Was Bob a mystic? He certainly seemed to have some out-of-body ability in that quarry under the stars. He also seemed to say there’s another kind of knowledge that we shouldn’t discount. Yes, there are the facts of the universe, such as the distances to the sun and planets. Yes, those facts are relatively firm ways of knowing the world. But then there’s that other side, the side that only our quirky selves seem to understand: The so-called oneness with the Cosmos. Snarley then says,
"I allus knows when folks has got things wrong end up by the amount they talks. When you get 'em the right way you don't want to talk on 'em, except it may be to one or two, like Mrs. Abel, as got 'em the same way as yourself. So when you hear folks jawin', you can allus tell what's the matter wi' 'em.
"There's old Shoemaker Hankin at Deadborough. Know him? Well, did you ever hear such a blatherin' old fool? 'All these things you're mad on, Snarley,' he sez to me one day, 'are nowt but matter and force.' 'Matter and force,' I sez; 'what's them?' And then he lets on for half a' hour trying to tell me all about matter and force. When he'd done I sez, 'Tom Hankin, there's more sense in one o' them old shoes than there is in your silly 'ead. You've got things all wrong end up, and you're just baain' at 'em like a' old sheep!' 'How can you prove it?' he sez. 'I know it,' I sez, 'by the row you makes.' It's a sure sign, sir; you take my word for it.
"Then there's all these parsons preaching away Sunday after Sunday. Why, doesn't it tand to sense that if they'd got things right way up, there they'd be, and that 'ud be the end on it? And it's because they're all wrong that they've got to go on jawin' to persuade people they're right. One day I was in Parson Abel's study. 'What's all them books about?' I sez. 'Religion, most on 'em,' sez he. 'Well,' I sez, 'if the folks as wrote 'em had got things right way up they wouldn't 'a needed to 'a wrote so many books.'”
Are we seeing things the right way up or the wrong way up? Inside out? Outside in?
“They're two roads leadin' to the same place. Both on 'em are ways o' gettin' to the right end of things. What's wrong wi' the mediums is that they haven't got line enough. They only manage to get just outside their own skins; but what's wanted is to get right on to the edge of the world and then look back. That's what the stars teaches you to do; and when you've done it—my word! it turns yer clean inside out!”
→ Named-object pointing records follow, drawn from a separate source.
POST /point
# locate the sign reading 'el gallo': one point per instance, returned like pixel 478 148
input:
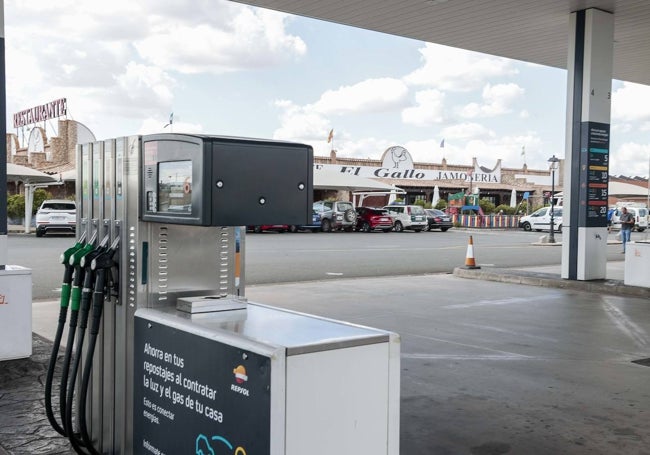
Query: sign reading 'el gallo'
pixel 47 111
pixel 397 163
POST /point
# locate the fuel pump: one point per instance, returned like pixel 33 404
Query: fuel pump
pixel 176 358
pixel 63 314
pixel 79 439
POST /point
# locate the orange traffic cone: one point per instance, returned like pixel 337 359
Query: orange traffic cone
pixel 470 263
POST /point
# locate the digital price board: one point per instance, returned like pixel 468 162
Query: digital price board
pixel 594 174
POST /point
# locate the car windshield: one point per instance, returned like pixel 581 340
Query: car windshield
pixel 58 206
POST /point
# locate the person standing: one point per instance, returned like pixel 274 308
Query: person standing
pixel 627 223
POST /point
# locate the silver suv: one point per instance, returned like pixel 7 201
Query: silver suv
pixel 336 215
pixel 56 215
pixel 411 217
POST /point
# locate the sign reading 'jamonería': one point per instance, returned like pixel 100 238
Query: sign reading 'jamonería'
pixel 53 109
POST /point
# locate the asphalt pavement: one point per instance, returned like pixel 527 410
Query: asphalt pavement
pixel 488 366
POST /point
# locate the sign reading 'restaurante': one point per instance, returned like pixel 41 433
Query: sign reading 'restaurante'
pixel 53 109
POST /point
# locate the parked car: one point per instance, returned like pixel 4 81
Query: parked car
pixel 540 220
pixel 437 219
pixel 410 217
pixel 640 215
pixel 371 218
pixel 315 225
pixel 336 215
pixel 271 227
pixel 56 215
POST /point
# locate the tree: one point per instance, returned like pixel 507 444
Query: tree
pixel 507 210
pixel 40 195
pixel 486 205
pixel 15 206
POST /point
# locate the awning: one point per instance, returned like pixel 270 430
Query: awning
pixel 17 173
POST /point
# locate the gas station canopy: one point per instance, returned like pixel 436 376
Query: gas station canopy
pixel 535 31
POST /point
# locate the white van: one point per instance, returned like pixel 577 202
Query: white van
pixel 540 220
pixel 640 215
pixel 411 217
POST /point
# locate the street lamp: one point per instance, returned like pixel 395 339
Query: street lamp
pixel 553 164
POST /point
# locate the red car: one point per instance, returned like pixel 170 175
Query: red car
pixel 370 218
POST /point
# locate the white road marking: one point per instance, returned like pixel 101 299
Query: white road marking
pixel 629 328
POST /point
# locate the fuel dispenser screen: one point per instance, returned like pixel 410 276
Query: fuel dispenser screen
pixel 197 395
pixel 175 187
pixel 224 181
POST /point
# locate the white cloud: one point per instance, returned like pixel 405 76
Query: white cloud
pixel 428 111
pixel 301 124
pixel 446 68
pixel 631 103
pixel 120 60
pixel 497 100
pixel 254 38
pixel 465 131
pixel 630 159
pixel 154 125
pixel 371 95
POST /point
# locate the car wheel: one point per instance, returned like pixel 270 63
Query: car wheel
pixel 350 216
pixel 325 225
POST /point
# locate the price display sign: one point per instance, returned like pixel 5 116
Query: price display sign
pixel 594 174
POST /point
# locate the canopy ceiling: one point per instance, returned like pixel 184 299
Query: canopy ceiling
pixel 530 30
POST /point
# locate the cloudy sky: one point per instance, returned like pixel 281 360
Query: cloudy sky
pixel 228 69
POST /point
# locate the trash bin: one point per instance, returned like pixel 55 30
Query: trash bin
pixel 15 312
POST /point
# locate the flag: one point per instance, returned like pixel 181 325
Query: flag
pixel 171 120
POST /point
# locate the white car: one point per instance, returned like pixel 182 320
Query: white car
pixel 411 217
pixel 56 215
pixel 540 220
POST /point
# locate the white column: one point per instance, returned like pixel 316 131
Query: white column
pixel 584 243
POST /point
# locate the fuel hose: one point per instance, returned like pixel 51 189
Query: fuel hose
pixel 63 314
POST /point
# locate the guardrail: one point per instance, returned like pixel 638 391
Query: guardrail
pixel 487 221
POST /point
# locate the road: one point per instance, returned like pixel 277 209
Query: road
pixel 273 257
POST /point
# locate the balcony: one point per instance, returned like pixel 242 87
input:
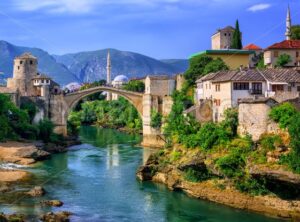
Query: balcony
pixel 255 91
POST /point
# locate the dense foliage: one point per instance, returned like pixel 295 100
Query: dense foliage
pixel 202 65
pixel 283 114
pixel 135 86
pixel 113 114
pixel 237 37
pixel 283 60
pixel 16 123
pixel 156 119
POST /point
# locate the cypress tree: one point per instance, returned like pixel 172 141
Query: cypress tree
pixel 237 37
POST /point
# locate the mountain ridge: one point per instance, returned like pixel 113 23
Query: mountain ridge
pixel 89 66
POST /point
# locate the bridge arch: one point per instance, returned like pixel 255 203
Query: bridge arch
pixel 136 99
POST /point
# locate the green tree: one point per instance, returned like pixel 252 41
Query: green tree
pixel 237 37
pixel 135 86
pixel 196 68
pixel 156 119
pixel 283 60
pixel 295 32
pixel 215 65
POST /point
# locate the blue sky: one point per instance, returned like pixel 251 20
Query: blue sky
pixel 158 28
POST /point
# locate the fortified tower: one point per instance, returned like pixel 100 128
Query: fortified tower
pixel 108 75
pixel 25 69
pixel 288 32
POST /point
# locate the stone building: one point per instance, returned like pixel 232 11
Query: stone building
pixel 222 39
pixel 233 58
pixel 254 117
pixel 224 89
pixel 25 69
pixel 27 84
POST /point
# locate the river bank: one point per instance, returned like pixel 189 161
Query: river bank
pixel 174 171
pixel 27 153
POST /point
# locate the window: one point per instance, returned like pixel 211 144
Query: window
pixel 217 102
pixel 241 86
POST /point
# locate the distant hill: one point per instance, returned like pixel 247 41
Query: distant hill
pixel 88 66
pixel 47 64
pixel 180 65
pixel 91 66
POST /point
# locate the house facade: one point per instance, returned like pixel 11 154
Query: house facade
pixel 289 47
pixel 225 89
pixel 233 58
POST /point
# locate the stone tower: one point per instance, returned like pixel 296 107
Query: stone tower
pixel 108 75
pixel 222 39
pixel 288 32
pixel 25 69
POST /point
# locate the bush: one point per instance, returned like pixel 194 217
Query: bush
pixel 252 186
pixel 156 119
pixel 283 60
pixel 270 141
pixel 283 114
pixel 232 165
pixel 45 128
pixel 195 176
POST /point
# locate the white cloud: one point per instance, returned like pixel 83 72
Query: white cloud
pixel 85 6
pixel 259 7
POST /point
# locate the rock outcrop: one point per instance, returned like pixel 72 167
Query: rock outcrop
pixel 56 217
pixel 52 203
pixel 172 174
pixel 37 192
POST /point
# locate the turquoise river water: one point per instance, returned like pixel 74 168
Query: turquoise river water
pixel 97 182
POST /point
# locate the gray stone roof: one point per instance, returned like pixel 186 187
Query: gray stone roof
pixel 271 75
pixel 26 55
pixel 281 75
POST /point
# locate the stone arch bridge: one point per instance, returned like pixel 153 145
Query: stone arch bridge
pixel 62 105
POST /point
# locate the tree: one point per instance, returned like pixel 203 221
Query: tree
pixel 215 65
pixel 237 37
pixel 135 86
pixel 283 60
pixel 295 32
pixel 201 65
pixel 196 69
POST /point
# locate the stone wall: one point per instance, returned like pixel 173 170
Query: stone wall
pixel 254 118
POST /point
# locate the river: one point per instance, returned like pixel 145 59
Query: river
pixel 97 182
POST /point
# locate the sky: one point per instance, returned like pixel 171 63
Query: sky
pixel 163 29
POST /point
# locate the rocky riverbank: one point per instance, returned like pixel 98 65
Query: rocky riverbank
pixel 167 168
pixel 26 153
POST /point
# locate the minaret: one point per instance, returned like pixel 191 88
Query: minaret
pixel 288 33
pixel 108 75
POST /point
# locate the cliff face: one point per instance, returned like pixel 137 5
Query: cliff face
pixel 216 187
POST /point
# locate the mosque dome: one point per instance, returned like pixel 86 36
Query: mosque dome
pixel 121 78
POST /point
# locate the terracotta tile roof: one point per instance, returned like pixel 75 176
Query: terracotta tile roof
pixel 281 75
pixel 252 47
pixel 252 75
pixel 286 44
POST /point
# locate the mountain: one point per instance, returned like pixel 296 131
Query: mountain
pixel 91 66
pixel 88 66
pixel 180 65
pixel 47 63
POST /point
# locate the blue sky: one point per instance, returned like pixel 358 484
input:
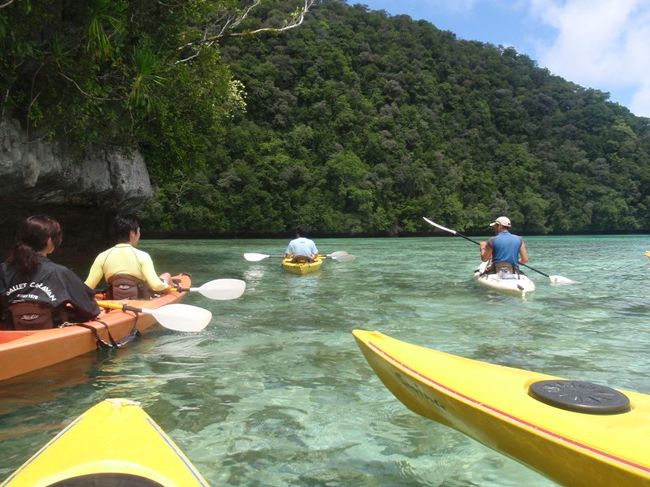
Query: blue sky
pixel 601 44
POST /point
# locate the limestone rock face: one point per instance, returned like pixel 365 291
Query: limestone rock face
pixel 38 176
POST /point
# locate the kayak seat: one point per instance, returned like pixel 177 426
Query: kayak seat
pixel 107 480
pixel 30 315
pixel 301 258
pixel 124 286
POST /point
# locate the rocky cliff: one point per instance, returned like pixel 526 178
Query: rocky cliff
pixel 38 176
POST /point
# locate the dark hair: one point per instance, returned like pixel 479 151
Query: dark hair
pixel 123 225
pixel 32 237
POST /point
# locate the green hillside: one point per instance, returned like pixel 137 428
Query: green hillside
pixel 359 122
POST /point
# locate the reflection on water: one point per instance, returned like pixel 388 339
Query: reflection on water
pixel 275 391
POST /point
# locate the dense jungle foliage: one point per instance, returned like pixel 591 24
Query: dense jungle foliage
pixel 354 122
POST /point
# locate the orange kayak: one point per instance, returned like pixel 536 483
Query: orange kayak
pixel 23 351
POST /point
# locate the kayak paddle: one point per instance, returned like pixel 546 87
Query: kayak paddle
pixel 221 289
pixel 179 317
pixel 553 279
pixel 340 255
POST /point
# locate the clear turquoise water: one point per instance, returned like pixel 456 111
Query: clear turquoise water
pixel 275 391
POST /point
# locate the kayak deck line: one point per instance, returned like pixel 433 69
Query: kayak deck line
pixel 596 451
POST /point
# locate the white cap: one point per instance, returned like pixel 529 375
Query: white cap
pixel 504 221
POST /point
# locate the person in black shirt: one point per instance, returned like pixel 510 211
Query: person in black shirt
pixel 37 293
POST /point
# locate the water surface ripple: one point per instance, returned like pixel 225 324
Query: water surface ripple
pixel 275 391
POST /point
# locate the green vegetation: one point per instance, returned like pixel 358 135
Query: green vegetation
pixel 354 122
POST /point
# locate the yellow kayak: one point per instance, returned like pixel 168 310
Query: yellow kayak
pixel 113 443
pixel 576 433
pixel 302 268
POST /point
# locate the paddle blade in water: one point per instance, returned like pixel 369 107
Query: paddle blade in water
pixel 561 280
pixel 223 289
pixel 336 254
pixel 255 257
pixel 344 257
pixel 181 317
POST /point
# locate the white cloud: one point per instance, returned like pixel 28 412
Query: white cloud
pixel 599 43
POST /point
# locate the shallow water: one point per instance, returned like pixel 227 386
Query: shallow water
pixel 275 391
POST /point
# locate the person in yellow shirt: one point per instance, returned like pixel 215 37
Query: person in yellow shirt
pixel 128 271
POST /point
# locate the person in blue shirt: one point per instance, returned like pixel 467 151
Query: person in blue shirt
pixel 505 250
pixel 301 249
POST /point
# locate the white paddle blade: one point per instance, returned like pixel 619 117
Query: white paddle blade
pixel 181 317
pixel 222 289
pixel 559 280
pixel 255 257
pixel 453 232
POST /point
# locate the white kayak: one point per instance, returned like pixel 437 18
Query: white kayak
pixel 516 283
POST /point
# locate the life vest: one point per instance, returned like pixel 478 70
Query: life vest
pixel 124 286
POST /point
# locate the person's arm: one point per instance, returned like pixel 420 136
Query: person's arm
pixel 149 273
pixel 523 253
pixel 486 251
pixel 289 251
pixel 96 273
pixel 82 297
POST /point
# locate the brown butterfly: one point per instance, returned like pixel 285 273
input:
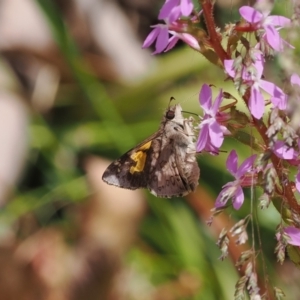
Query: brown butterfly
pixel 165 163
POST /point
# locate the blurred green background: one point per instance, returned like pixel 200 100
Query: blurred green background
pixel 77 90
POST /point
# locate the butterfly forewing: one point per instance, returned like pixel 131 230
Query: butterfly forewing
pixel 165 163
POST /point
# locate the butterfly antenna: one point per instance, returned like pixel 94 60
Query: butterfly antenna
pixel 188 112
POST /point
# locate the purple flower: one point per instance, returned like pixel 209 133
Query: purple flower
pixel 253 79
pixel 281 150
pixel 295 79
pixel 174 9
pixel 211 132
pixel 234 189
pixel 270 24
pixel 160 33
pixel 297 181
pixel 294 235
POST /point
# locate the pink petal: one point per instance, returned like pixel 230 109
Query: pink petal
pixel 259 64
pixel 238 198
pixel 256 103
pixel 272 89
pixel 246 166
pixel 281 103
pixel 231 162
pixel 250 14
pixel 273 38
pixel 217 103
pixel 162 40
pixel 166 9
pixel 294 234
pixel 278 21
pixel 175 14
pixel 295 79
pixel 202 139
pixel 190 40
pixel 151 37
pixel 219 202
pixel 172 42
pixel 228 65
pixel 186 7
pixel 283 151
pixel 297 181
pixel 216 134
pixel 205 98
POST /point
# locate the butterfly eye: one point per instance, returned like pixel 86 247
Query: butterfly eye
pixel 170 114
pixel 176 128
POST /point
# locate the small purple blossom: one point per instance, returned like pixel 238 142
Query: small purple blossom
pixel 161 32
pixel 253 79
pixel 234 189
pixel 270 24
pixel 211 134
pixel 172 10
pixel 294 235
pixel 281 150
pixel 295 79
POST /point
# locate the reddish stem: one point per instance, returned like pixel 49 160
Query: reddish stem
pixel 214 38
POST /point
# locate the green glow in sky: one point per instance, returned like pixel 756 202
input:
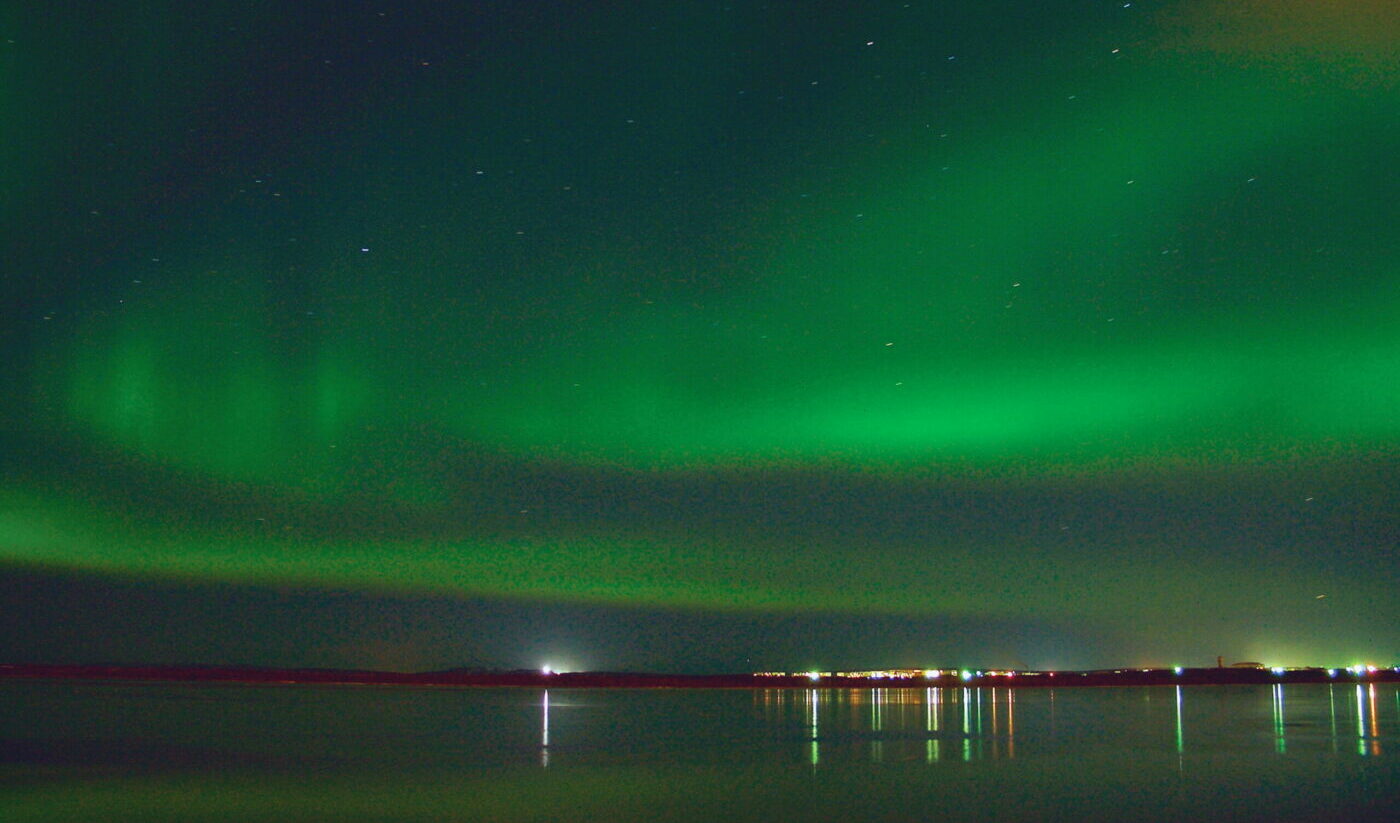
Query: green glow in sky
pixel 954 280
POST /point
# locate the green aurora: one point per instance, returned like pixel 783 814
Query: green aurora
pixel 1092 322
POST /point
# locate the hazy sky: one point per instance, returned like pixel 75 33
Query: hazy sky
pixel 700 336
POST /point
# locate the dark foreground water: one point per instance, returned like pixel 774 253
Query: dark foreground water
pixel 158 752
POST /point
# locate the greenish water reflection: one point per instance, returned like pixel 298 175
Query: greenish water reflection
pixel 160 752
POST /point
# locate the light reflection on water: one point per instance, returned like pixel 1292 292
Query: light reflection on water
pixel 990 724
pixel 170 752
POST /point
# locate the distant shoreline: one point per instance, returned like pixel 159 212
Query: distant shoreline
pixel 252 675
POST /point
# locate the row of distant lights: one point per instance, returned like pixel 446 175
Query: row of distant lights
pixel 966 675
pixel 928 673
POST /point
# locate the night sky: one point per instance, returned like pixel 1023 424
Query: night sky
pixel 700 336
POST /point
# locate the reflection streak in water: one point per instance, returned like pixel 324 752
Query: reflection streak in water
pixel 543 736
pixel 896 725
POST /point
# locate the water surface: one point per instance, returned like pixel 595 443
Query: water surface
pixel 72 750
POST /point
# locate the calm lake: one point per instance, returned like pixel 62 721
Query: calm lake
pixel 72 750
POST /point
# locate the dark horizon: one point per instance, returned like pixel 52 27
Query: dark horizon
pixel 667 335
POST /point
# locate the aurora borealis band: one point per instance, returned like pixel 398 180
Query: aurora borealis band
pixel 681 335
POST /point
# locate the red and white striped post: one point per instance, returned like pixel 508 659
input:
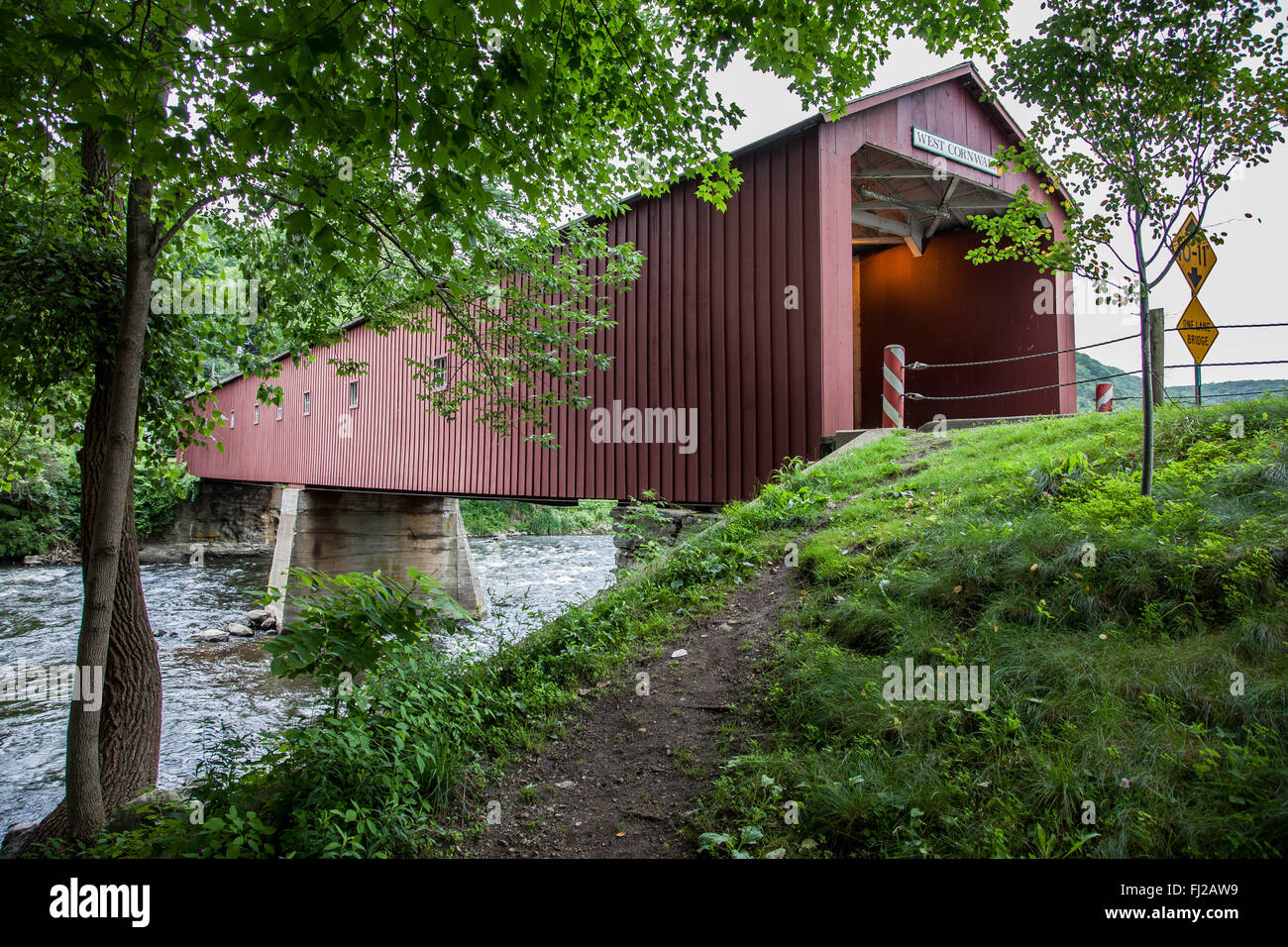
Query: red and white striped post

Two roads. You might alternate between them, but if you are planted on either permanently, you’ll probably not completely understand your universe and your place in it. When the world of facts seems to give you knowledge without understanding, get to that secret quarry under the stars. Release yourself, thin yourself out into the stretches of space, and go beyond the mere place and narrow road that appear to limit your understanding. Snarley Bob seems to have rediscovered on his own one of the fragmentary thoughts of Heraclitus: “You can’t have understanding without facts, and you can’t have facts without understanding.”